On November 5, 1825, the long-awaited orders finally came. A treaty had been signed! Adoniram was released from prison! The little Judson family, all three of them emaciated and ill from seventeen months of sacrifice, was transported to the capital so Adoniram could translate government documents. Their bodies were nearly depleted of all strength, but their hearts were full of joy!

Wikipedia commons

Adoniram was still a prisoner of the Burmese government, but he was allowed to go to his house in Ava with Ann and little Maria. There, a miracle was waiting for them! Moung Ing had found Adoniram’s old pillow lying discarded in the prison yard. Carrying it home, Ing was astounded to discover the hidden treasure inside—the Burmese New Testament had been protected from discovery or destruction, purely by the grace of God! Adoniram was moved to tears by God’s goodness in the midst of the cruel persecution they had suffered.

In March 1826, Adoniram was finally released to the English; overcome with joy, he wrote, “It was on a cool, moonlight evening, in the month of March that, with hearts filled with gratitude to God and overflowing with joy at our prospects, we passed down the Irrawaddy, accompanied by all we had on earth.
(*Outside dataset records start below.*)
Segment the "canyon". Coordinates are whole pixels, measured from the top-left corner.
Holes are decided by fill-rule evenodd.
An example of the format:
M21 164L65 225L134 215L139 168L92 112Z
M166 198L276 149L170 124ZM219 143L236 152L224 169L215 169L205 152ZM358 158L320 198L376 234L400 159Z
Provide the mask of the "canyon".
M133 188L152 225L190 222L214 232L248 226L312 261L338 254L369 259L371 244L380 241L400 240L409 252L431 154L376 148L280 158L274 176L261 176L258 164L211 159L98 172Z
Our feelings continually soared: What shall we render to the Lord for all His benefits toward us?”

After all of this pain and suffering, the Judsons were still serving God and one another; they were a living testimony to the value Christian couples should place on their commitment to God and to each other. Their marriage covenant was consecrated to Him and not prone to the breakups we see so often today due to selfishness on the part of one or both parties.